Upon finding that a standard has been violated, the Commission shall direct the respondent to pay the awarded amount. If the amount is not paid, and the award is not appealed to circuit court, the Commission may pay the award to the complainant from the Recovery Fund, so long as the amount is not in excess of $10,000.00, and the complainant agrees to subrogate his claim to the Commission. Ark. Code Ann. § 20-29-106(a)-(b) (Repl. 1991).
The language of the statute providing that “All consumer, licensee, installer, dealer, or manufacturer complaints shall be filed with the Commission” clearly indicates the Legislature’s intention that disputes such as these be brought before the Commission. This effectuates the legislative goal that the Commission enforce the state’s standards and penalize violators. The majority’s opinion defeats these goals; agency enforcement of state standards is impossible where the Commission is not made aware of violations. A basic rule of administrative procedure requires that an agency be given the opportunity to address a question before a complainant resorts to the courts. Hankins v. McElroy,
Furthermore, the Legislature has revealed its intention that this is a remedy which must be exhausted in the following provisions concerning appeals to circuit court:
Appeals from a decision of the Commission shall be to the Circuit Court in accordance with the Arkansas Administrative Procedure Act. Such appeal shall stay thatportion of the Commission order which directs payment of the damage. Neither the respondent nor the Commission shall be required to pay damages to the complainant until such time as a final order of the Circuit Court, Court of Appeals, or Supreme Court is issued.

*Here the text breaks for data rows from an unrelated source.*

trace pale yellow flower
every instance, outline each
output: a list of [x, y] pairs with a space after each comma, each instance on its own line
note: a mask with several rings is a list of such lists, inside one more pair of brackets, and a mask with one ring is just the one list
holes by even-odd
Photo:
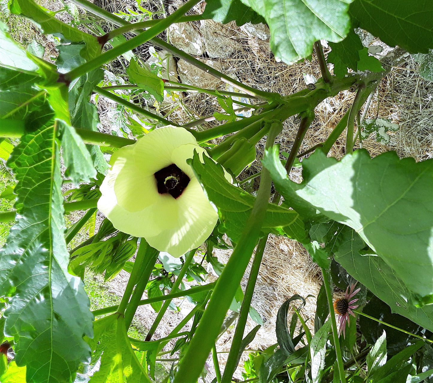
[[98, 208], [115, 228], [180, 257], [212, 232], [218, 214], [187, 164], [207, 155], [181, 128], [157, 129], [112, 156]]

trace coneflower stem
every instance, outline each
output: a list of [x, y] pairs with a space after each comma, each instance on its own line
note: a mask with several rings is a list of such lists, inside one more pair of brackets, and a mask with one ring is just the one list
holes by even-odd
[[323, 285], [325, 285], [325, 290], [326, 291], [326, 298], [328, 299], [328, 306], [329, 306], [331, 327], [332, 327], [332, 334], [334, 338], [335, 354], [337, 356], [337, 364], [338, 365], [340, 381], [341, 383], [346, 383], [346, 377], [344, 374], [344, 365], [343, 364], [343, 359], [341, 357], [341, 350], [340, 349], [340, 341], [338, 338], [337, 322], [335, 320], [335, 313], [334, 311], [334, 306], [332, 303], [332, 291], [331, 290], [331, 285], [329, 282], [329, 274], [328, 271], [324, 268], [322, 269], [322, 274], [323, 277]]
[[394, 330], [397, 330], [398, 331], [401, 331], [401, 332], [404, 332], [405, 334], [407, 334], [408, 335], [411, 335], [415, 338], [418, 338], [419, 339], [422, 339], [423, 340], [427, 340], [427, 342], [430, 342], [430, 343], [433, 343], [433, 340], [431, 339], [429, 339], [427, 338], [424, 338], [420, 335], [417, 335], [416, 334], [414, 334], [411, 332], [409, 332], [408, 331], [406, 331], [405, 330], [403, 330], [402, 328], [400, 328], [398, 327], [396, 327], [395, 326], [393, 326], [392, 324], [390, 324], [389, 323], [386, 323], [385, 322], [383, 322], [381, 321], [380, 319], [378, 319], [375, 318], [374, 317], [371, 317], [370, 315], [368, 315], [362, 312], [362, 311], [359, 311], [357, 310], [352, 310], [353, 312], [355, 314], [359, 314], [360, 315], [362, 315], [365, 317], [366, 318], [368, 318], [369, 319], [371, 319], [372, 321], [375, 321], [376, 322], [378, 322], [382, 324], [385, 324], [385, 326], [388, 326], [388, 327], [391, 327], [391, 328], [393, 328]]

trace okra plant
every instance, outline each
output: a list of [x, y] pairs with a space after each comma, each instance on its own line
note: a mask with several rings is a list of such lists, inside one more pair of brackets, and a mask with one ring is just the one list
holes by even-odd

On appeal, the Circuit Court jurisdiction in awarding damages to be paid from the fund shall be limited in amount to (a) the amount determined by the Commission, or (b) the limits set forth herein. The Court shall not award attorneys’ fees or court costs to be paid by the fund.
Ark. Code Ann. § 20-29-107 (Repl. 1991).
The amount of damages awarded by the Commission shall be limited to the actual cost of repairs to the manufactured home and shall not include attorneys’ fees. On appeal to the Circuit Court from an award of the Commission, the jurisdiction of the Circuit Court shall be limited to the actual cost of repairs to the manufactured home. The Circuit Court shall not have jurisdiction to award punitive or exemplary damages for claims covered by the provision of this chapter, attorneys’ fees, or costs.
Ark. Code Arm. § 20-29-105(b) (Repl. 1991).
While appellants argue that they seek a remedy which is beyond the power and authority of the Commission to grant, a plain reading of the above-quoted statutory language reveals no limits on the compensatory damages that may be granted to a complainant by the Commission; indeed, damages for the full amount of the manufactured home may be appropriate, thus effecting a rescission of the sales contract. The only remedies which are unavailable from the Commission are those for attorney’s fees and exemplary damages. This limitation on recovery, like the limitation on an action in tort in workers’ compensation cases, is offset by the availability of up to $10,000.00 from the Commission’s Recovery Fund, just as the worker’s tort claim is offset by the assured recovery for work-related injuries.
The majority opinion relies strongly upon the language of the Code regarding consumer’s rights in addition to the warranty on the manufactured home which is required by the statutes. It seems clear to me that this provision relating to warranties, coupled with the Commission’s authority to award damages, negates any conclusion that proceeding before the Commission would be futile. I agree with the trial court’s conclusion that administrative remedies should be exhausted before the courts accept jurisdiction, and respectfully dissent from the majority’s opinion.